Friday, August 10, 2012

First Session


Saturday, September 4, 2010

Dan and I attended our first counseling session last Tuesday afternoon through LDS Family Services. Our therapist's name is Brent and we both really like him. He seems direct, honest, and as he expressed to us: he intends to see progress, not just chit-chat every week.

We started off getting to know each other by taking turns introducing our life thus far. Brent shared about himself, as well, helping us realize that his own life events allow him to relate with our experience -- at least to a certain degree. Then we talked about Ty and many of the same things I mentioned at my session with Tania and the Bishop. I didn't even put water-proof mascara on today because I was certain I would continue feeling just fine; but the water-works came anyway, and I'll admit it made me a little nervous watching Brent scribble in his notebook. But it felt good to talk with him, and feel Dan's reassuring squeeze of my hand.

One thing Brent focused on was thought management. He explained that our thoughts our like the front wheels of the car, and our emotions are the back wheels: Where our thoughts go, our emotions will follow. I guess we'll be talking more about that in the future, but the concept makes sense to me. Positive or negative thoughts will usually dictate which emotions we will feel.
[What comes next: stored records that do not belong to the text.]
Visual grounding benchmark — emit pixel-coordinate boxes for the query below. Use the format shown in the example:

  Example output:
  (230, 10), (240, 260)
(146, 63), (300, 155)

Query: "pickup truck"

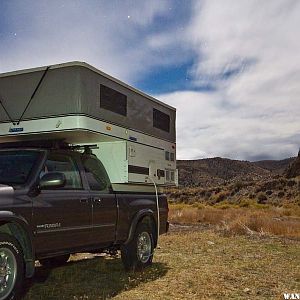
(0, 145), (168, 300)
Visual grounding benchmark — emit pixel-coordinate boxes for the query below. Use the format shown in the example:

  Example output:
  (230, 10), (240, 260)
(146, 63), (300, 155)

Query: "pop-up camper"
(0, 62), (177, 189)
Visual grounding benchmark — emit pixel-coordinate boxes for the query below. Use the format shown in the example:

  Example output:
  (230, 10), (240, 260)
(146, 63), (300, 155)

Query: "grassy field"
(25, 225), (300, 300)
(169, 202), (300, 240)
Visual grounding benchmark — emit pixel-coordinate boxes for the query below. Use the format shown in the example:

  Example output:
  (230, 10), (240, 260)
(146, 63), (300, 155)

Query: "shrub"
(257, 192), (268, 204)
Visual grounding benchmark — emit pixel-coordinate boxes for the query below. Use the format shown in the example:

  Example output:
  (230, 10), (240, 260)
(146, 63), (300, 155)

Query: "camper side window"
(153, 108), (170, 132)
(82, 156), (110, 191)
(100, 84), (127, 117)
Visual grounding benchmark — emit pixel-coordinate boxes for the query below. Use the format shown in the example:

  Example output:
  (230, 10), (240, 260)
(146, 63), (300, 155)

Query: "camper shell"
(0, 62), (177, 189)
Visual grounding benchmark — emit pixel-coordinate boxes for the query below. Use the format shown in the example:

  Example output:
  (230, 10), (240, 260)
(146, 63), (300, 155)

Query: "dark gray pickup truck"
(0, 145), (168, 300)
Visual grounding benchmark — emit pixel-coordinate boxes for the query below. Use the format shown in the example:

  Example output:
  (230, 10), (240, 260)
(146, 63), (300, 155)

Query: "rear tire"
(121, 223), (154, 271)
(39, 254), (70, 268)
(0, 233), (24, 300)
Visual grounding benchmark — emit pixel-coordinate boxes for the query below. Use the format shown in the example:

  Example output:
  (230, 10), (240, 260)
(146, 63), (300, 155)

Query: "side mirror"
(40, 172), (66, 189)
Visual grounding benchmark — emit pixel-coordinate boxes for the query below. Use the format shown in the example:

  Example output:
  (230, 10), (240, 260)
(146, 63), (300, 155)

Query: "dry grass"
(169, 204), (300, 238)
(25, 229), (300, 300)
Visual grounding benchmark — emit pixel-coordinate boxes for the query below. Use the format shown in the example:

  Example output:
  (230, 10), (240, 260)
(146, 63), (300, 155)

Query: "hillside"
(253, 157), (296, 175)
(177, 157), (296, 187)
(177, 157), (272, 187)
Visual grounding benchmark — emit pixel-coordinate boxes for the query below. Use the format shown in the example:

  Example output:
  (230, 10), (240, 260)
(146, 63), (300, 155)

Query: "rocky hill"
(285, 150), (300, 178)
(177, 157), (272, 187)
(177, 157), (295, 187)
(253, 157), (296, 175)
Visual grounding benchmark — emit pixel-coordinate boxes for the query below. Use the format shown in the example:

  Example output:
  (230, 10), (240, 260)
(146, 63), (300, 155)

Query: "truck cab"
(0, 142), (168, 299)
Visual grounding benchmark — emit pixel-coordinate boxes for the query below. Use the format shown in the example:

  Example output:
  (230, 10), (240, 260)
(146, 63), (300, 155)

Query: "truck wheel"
(0, 233), (24, 300)
(121, 223), (154, 271)
(39, 254), (70, 268)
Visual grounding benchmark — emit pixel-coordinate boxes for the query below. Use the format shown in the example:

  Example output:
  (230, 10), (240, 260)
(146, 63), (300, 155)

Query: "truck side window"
(82, 155), (110, 191)
(40, 153), (82, 189)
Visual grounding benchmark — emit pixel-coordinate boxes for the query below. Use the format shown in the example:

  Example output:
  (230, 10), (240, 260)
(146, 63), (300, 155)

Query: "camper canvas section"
(0, 62), (177, 185)
(0, 62), (176, 143)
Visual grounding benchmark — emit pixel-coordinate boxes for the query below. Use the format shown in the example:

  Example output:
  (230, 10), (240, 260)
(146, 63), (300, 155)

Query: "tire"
(0, 233), (24, 300)
(39, 254), (70, 268)
(121, 223), (154, 271)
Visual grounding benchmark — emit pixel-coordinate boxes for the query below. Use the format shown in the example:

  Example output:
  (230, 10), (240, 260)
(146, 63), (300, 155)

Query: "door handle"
(94, 198), (102, 203)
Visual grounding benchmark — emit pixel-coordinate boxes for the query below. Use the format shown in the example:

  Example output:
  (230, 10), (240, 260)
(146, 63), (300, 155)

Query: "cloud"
(0, 0), (189, 82)
(158, 0), (300, 160)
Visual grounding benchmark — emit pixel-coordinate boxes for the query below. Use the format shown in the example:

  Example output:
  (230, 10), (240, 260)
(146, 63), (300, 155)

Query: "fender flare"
(0, 211), (35, 277)
(124, 209), (157, 247)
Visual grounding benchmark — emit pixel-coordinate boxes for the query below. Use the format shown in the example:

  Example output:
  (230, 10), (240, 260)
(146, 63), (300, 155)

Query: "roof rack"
(0, 140), (98, 153)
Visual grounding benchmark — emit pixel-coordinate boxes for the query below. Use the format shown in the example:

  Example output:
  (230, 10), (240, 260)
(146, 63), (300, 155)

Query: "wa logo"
(283, 293), (300, 299)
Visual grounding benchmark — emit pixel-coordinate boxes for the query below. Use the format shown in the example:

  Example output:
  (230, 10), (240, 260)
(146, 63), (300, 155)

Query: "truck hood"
(0, 184), (15, 198)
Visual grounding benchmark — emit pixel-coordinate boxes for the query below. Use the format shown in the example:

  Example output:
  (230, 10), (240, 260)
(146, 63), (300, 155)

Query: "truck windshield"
(0, 150), (39, 185)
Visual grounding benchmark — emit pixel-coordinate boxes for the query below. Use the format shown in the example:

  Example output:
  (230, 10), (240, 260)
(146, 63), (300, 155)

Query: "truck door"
(82, 155), (118, 246)
(33, 153), (92, 253)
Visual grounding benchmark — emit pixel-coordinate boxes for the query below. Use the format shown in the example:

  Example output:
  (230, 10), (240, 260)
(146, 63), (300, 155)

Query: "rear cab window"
(40, 153), (83, 190)
(82, 155), (111, 191)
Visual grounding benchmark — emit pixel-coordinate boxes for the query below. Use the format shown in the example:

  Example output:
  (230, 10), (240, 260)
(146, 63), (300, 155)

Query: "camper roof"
(0, 61), (176, 111)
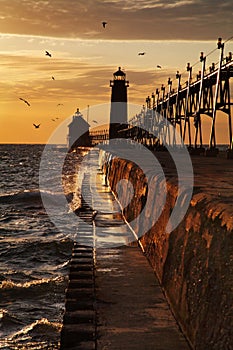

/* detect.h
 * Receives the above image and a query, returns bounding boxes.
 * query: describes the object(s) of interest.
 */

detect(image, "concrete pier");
[105,149,233,350]
[61,153,190,350]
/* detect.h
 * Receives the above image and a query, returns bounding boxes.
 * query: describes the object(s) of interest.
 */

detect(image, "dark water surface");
[0,145,84,349]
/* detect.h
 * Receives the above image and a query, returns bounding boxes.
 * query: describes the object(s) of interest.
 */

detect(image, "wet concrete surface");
[91,152,190,350]
[61,152,190,350]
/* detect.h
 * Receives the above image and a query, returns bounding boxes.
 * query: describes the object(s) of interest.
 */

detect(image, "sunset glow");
[0,0,233,143]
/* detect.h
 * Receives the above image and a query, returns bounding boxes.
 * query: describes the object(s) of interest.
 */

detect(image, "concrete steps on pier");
[60,151,190,350]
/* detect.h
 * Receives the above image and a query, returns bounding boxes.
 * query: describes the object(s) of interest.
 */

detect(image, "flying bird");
[33,124,40,129]
[19,97,30,106]
[45,51,52,57]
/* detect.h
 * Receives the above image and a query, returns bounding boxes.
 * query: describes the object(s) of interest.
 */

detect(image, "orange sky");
[0,0,233,143]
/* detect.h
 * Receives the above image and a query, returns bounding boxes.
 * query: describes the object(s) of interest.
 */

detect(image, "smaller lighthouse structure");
[109,67,129,139]
[68,108,91,150]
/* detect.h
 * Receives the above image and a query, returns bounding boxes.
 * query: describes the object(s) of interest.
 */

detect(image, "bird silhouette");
[45,51,52,57]
[33,124,40,129]
[19,97,31,106]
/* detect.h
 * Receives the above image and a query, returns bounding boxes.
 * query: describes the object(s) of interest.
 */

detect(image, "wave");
[0,276,65,292]
[0,190,76,212]
[0,318,62,350]
[0,309,23,330]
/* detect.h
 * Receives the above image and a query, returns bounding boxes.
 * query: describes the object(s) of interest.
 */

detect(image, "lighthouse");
[109,67,129,139]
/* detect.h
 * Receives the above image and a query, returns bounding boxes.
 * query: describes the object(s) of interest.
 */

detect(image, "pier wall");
[101,152,233,350]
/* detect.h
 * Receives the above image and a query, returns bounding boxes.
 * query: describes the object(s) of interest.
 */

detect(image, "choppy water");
[0,145,84,349]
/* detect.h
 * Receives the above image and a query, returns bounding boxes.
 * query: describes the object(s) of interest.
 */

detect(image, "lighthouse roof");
[113,67,125,77]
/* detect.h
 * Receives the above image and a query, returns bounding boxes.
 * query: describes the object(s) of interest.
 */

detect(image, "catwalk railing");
[127,38,233,152]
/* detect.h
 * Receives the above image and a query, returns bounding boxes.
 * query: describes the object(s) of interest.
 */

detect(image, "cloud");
[0,0,233,40]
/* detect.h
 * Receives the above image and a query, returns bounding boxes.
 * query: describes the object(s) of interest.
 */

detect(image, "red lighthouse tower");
[109,67,129,139]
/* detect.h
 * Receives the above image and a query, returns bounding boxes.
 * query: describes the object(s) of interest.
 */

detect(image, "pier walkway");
[60,152,190,350]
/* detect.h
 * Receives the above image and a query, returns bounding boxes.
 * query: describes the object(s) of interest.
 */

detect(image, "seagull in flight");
[19,97,30,106]
[33,124,40,129]
[45,51,52,57]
I'm interested to experience this counseling process, and see the road it leads us on. Having talked about my feelings and deep emotions three times within five days, I have felt much calmer and more positive. Since Tuesday, when I've thought about pregnancy I don't feel as anxious. I've enjoyed giving up my daily tracking and letting life just be what it is. I realize this may be short-lived, but I'm embracing it for now. I have found myself thinking, "Being pregnant is not going to bring Ty back. You need to find other ways to be happy... to find healing." Therapy is a good place to start. I'm beginning to feel a little bit of acceptance for my situation -- something I have been fighting (subconsciously or not) since March. I need to be truly OK with Ty's death: Spiritually, emotionally, intellectually... It's the only way I will ever feel whole again -- and even then, I imagine I may not ever feel whole in the exact same way I used to; but I'm leaning towards accepting that.